Prince du Djoloff, ancien Député-Maire de Louga, Mansour Bouna Ndiaye est un des plus illustres fils du Sénégal. Fondateur du Musée d’histoire du Djoloff, il nous raconte ici comment lui est venue l’idée de ce projet éminemment symbolique.
Mansour Bouna Ndiaye. Pourquoi j’ai restauré Yang Yang, pour en faire un musée ? Quand les songes nous guident.
Sous les magistères des présidents Senghor, Diouf et Wade, l’État du Sénégal a pris de nombreux décrets fixant la liste des sites historiques classé patrimoine national. Mais, hélas, rien n’a été entrepris pour les restaurer.
Cependant, il faut reconnaître qu’avec le Président Abdou Diouf tout a été mis en œuvre pour matérialiser Dékheulé où Lat Dior N’goné Latyr Diop fut tué par les français, le 27 octobre 1886 avec 78 de ses guerriers et deux de ses fils Sakhéwar et Thiendella.
Le centenaire de la mort du Damel fut célébré avec Faste sous la présidence effective du président Diouf avec la construction d’un mémorial, d’un mausolée à l’endroit où repose Mame Mor Anta Saly, père du vénéré Cheikh Ahmadou Bamba M’backé, fondateur du mouridisme et de la ville sainte de Touba.
Ce fut une grande réussite et aujourd’hui, les Sénégalais peuvent visiter le site situé entre le village de Darou Marnane et Mékhé.
En Avril 2000, alors que je me trouvais aux États-Unis d’Amérique, à Springfield dans le Maryland, chez mon fils Bouna, je fis un rêve étrange. Je vois mon père s’apprêtant à monter vers le ciel par de grands escaliers en marbre blanc, accompagné de trois personnes parmi lesquels, je reconnus son neveu Cheikh Ahmadou M’backé dit Gaïndé Fatma et un cousin, feu Assane Diop Pathé, ancien membre du conseil général du Sénégal.

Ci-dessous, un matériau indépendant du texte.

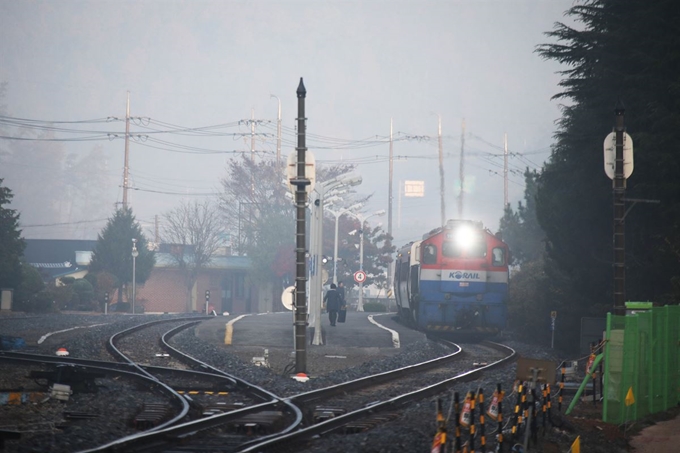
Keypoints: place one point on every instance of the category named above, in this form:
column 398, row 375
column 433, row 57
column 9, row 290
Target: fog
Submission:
column 202, row 63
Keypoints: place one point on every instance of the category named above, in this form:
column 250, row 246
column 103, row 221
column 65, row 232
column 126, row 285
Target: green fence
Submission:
column 642, row 356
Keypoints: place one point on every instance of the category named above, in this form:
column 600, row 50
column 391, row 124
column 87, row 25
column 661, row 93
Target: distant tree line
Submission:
column 561, row 236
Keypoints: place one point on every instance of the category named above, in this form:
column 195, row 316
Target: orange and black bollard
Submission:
column 456, row 410
column 534, row 420
column 473, row 399
column 525, row 405
column 517, row 419
column 482, row 427
column 544, row 405
column 549, row 403
column 501, row 393
column 559, row 395
column 439, row 443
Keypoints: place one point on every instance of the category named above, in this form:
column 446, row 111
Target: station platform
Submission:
column 364, row 336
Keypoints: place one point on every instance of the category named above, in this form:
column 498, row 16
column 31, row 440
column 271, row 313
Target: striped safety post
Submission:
column 482, row 421
column 592, row 372
column 549, row 403
column 501, row 393
column 473, row 398
column 517, row 418
column 534, row 419
column 525, row 406
column 544, row 405
column 559, row 395
column 456, row 410
column 439, row 443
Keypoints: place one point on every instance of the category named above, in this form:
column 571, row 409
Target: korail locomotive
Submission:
column 454, row 280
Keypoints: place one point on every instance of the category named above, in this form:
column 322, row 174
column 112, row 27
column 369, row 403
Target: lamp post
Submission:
column 278, row 132
column 316, row 244
column 362, row 219
column 337, row 215
column 135, row 254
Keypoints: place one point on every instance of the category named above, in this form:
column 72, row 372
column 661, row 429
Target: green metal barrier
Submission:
column 642, row 354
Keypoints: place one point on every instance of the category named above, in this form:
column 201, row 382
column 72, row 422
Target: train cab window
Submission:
column 497, row 257
column 429, row 254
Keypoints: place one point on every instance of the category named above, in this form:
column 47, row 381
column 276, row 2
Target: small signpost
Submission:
column 553, row 316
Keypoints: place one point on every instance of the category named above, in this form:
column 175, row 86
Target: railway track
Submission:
column 264, row 422
column 379, row 412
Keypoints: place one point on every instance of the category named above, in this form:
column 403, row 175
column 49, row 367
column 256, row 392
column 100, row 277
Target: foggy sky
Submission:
column 201, row 63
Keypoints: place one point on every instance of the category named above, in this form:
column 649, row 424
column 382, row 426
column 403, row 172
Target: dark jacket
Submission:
column 332, row 300
column 341, row 293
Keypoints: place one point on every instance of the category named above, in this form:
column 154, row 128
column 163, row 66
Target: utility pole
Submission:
column 389, row 196
column 505, row 171
column 461, row 172
column 127, row 152
column 252, row 135
column 300, row 238
column 442, row 191
column 278, row 133
column 156, row 236
column 389, row 209
column 619, row 216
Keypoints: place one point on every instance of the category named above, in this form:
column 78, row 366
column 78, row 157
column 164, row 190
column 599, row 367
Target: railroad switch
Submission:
column 321, row 414
column 264, row 422
column 220, row 408
column 152, row 414
column 78, row 378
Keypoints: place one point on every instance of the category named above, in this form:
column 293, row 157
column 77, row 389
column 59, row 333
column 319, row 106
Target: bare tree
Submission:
column 194, row 231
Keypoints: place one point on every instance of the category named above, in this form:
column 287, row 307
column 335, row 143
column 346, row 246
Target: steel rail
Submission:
column 157, row 439
column 398, row 402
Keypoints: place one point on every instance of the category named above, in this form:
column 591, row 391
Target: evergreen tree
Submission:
column 626, row 50
column 113, row 251
column 520, row 229
column 196, row 231
column 11, row 244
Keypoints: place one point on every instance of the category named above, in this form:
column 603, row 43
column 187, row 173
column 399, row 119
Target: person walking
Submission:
column 332, row 303
column 342, row 314
column 341, row 292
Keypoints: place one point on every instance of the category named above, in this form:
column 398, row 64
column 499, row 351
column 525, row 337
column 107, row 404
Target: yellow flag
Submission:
column 630, row 399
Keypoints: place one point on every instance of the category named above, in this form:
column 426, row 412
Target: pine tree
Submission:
column 11, row 244
column 626, row 50
column 113, row 251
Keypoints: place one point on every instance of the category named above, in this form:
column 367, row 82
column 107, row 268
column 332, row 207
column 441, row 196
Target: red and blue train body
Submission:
column 454, row 280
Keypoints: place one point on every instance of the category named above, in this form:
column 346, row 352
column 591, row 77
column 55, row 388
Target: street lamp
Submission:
column 362, row 219
column 278, row 133
column 135, row 254
column 337, row 215
column 316, row 242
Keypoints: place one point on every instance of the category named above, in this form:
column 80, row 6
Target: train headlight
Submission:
column 465, row 236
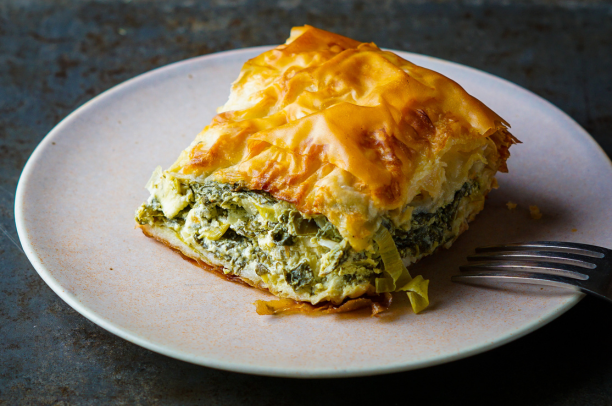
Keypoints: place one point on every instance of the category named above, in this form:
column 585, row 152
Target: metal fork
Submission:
column 582, row 267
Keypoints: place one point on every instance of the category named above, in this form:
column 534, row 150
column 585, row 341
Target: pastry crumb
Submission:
column 535, row 212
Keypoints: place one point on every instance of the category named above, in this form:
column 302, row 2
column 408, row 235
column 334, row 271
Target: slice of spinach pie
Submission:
column 332, row 166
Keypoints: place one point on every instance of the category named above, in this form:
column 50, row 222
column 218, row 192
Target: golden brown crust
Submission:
column 340, row 128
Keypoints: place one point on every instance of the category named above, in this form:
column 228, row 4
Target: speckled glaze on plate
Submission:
column 78, row 193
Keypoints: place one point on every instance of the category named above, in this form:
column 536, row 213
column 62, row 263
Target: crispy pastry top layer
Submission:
column 338, row 127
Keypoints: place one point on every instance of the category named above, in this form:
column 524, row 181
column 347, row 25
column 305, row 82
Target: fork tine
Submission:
column 569, row 247
column 521, row 277
column 569, row 271
column 548, row 256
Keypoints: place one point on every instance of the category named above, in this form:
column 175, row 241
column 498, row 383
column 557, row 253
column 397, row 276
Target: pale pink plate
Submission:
column 78, row 193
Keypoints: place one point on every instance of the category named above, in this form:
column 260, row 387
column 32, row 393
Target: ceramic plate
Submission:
column 75, row 216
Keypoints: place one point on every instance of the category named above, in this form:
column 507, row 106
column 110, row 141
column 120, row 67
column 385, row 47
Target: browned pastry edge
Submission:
column 377, row 304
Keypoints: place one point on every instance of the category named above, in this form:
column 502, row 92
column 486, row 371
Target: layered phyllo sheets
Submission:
column 333, row 166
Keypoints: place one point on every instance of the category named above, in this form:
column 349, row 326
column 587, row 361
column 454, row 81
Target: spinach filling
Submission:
column 249, row 228
column 430, row 230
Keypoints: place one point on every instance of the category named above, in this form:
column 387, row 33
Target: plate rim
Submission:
column 135, row 338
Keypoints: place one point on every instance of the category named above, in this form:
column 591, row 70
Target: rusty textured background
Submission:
column 56, row 55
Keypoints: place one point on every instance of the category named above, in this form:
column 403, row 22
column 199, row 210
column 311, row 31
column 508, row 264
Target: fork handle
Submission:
column 527, row 278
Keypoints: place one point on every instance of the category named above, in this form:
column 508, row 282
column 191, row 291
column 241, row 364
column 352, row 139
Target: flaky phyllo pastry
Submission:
column 331, row 162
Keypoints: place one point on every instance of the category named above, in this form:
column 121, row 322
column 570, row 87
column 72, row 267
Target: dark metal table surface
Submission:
column 56, row 55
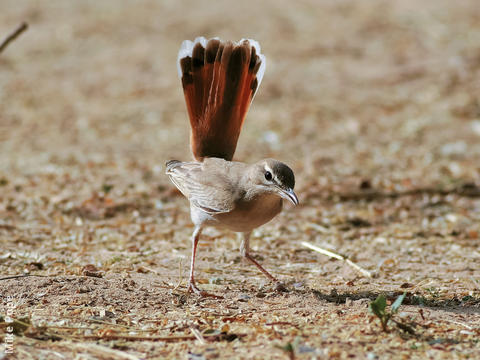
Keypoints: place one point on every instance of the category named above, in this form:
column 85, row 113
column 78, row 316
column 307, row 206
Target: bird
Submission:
column 219, row 80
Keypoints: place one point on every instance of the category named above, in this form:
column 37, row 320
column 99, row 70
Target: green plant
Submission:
column 379, row 309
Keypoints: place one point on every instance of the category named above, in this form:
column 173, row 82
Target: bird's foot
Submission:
column 192, row 288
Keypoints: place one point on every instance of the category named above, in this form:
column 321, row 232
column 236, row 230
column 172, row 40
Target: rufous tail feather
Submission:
column 219, row 81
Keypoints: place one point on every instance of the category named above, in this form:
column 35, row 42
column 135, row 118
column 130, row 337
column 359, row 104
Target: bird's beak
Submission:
column 288, row 194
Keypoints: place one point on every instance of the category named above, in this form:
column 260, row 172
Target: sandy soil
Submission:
column 376, row 107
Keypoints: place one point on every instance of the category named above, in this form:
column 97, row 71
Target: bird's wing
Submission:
column 212, row 194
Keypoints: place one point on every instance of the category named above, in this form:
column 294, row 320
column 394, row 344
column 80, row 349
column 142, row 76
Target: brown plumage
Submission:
column 219, row 81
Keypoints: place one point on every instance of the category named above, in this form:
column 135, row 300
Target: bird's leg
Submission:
column 245, row 251
column 191, row 284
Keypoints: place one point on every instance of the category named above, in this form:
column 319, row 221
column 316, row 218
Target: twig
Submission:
column 338, row 257
column 22, row 276
column 21, row 28
column 153, row 338
column 198, row 335
column 104, row 351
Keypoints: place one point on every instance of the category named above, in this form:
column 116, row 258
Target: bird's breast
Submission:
column 249, row 214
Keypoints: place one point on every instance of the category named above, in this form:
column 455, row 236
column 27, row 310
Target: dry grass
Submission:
column 376, row 107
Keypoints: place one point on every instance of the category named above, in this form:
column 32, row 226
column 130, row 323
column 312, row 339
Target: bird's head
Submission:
column 275, row 177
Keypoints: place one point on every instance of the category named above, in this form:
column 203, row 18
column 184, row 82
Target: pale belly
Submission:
column 245, row 217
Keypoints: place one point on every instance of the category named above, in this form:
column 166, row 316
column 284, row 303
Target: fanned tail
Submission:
column 219, row 81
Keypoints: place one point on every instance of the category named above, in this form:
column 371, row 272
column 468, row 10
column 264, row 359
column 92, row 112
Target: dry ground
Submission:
column 374, row 104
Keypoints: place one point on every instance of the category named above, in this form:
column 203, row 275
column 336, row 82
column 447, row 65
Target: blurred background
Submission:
column 374, row 104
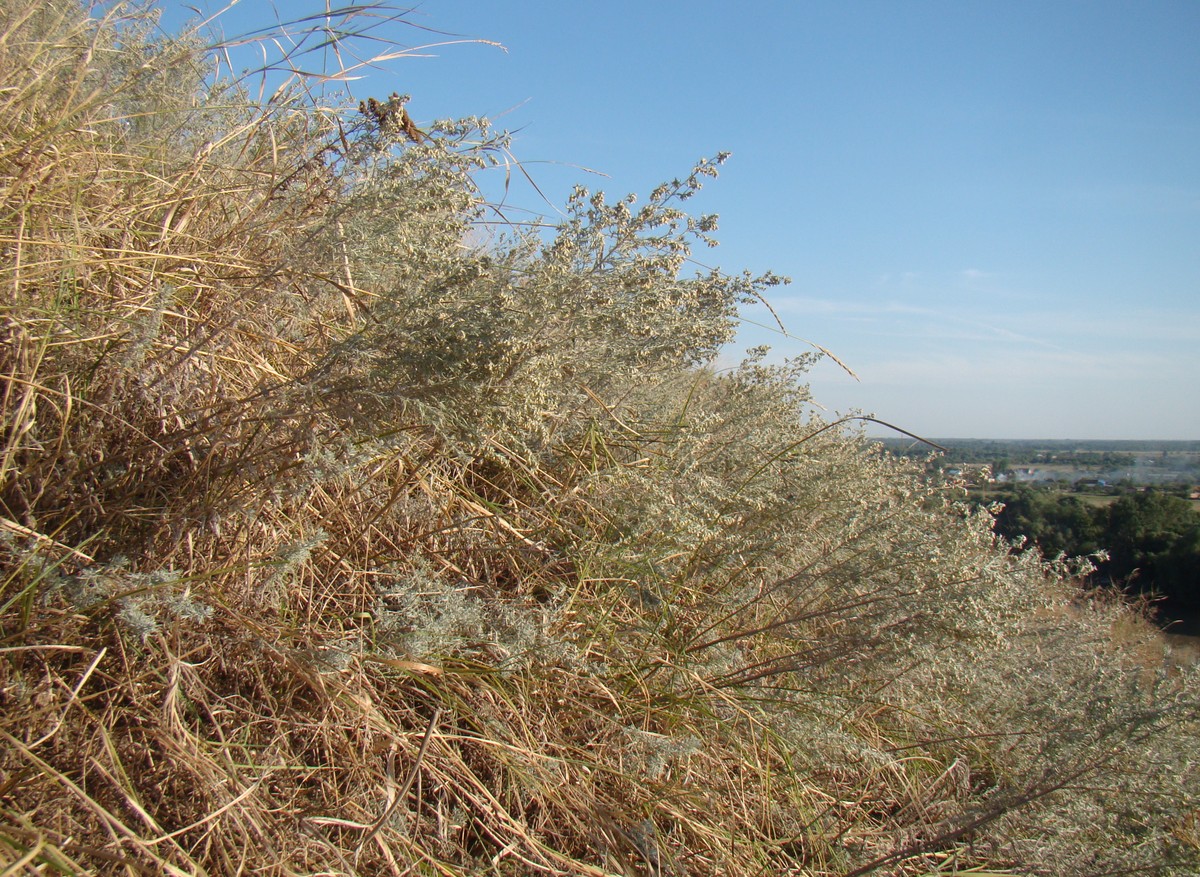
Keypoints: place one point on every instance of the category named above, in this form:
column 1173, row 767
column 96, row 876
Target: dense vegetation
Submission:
column 1146, row 541
column 347, row 532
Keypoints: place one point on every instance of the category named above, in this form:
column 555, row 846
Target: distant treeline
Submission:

Ils s’arrêtèrent devant moi et mon père m’interrogea en ces termes : » Lu tax rajo yi di wax i mbaax ak lan mooy tabax bi nu ma jëmmalee ci kërug xayte gu xare bi ? «
« pourquoi la radio chante les louanges et c’est quoi ce mannequin qui me représente au musée de l’Armée ? »
» Njaay, rajo baa ngi wax say jëf yu baax ci kaw suuf, ni tabax ba la jëmmal aki ndamu ciwil ak yoy sóobare ya mu ràngoo «
« Père, répondis-je, la radio chante vos bienfaits sur terre et tout comme le mannequin avec ses médailles civiles et militaires ».
Il me fit alors cette remarque : Joxal yëre bi ma sol ci kërug xayte gi sa doomi nijaay, Gaynde Faatma te nga xaar at ngir taxawal kërug xayte gu Yang Yang »
« donne le boubou que je porte au musée à ton cousin Gaïndé Fatma et attends un an avant de créer le musée de Yang Yang. »
Après ces recommandations, son compagnon Assane Diop Pathé me dit :
» Bul ci amug jaaxle, Seex Mbàkke ak man mii dinanu ci waxtaan ak moom ngir mu nangul la nga taxawal kërug xayte gu Yang yang ” « T’en fais pas, Cheikh M’backé et moi allons lui parler afin qu’il t’autorise à créer le musée de Yang Yang ».
Puis mon père se sépare de moi en me disant qu’il montait voir le gouverneur général pour me trouver des semences d’arachides pour les champs du Djolof.
De retour au Sénégal, je me rendis à Yang Yang, ancienne capitale de l’empire du grand Djolof où Cayorien, Baol Baol, Sine Sine, Saloum Saloum, N’diambour N’diambour et Walo Walo apportaient leurs impôts deux fois par an, le jour du nouvel an musulman, « Achoura ou Tamkharit » et le jour de la naissance du prophète Mouhamed (PSL).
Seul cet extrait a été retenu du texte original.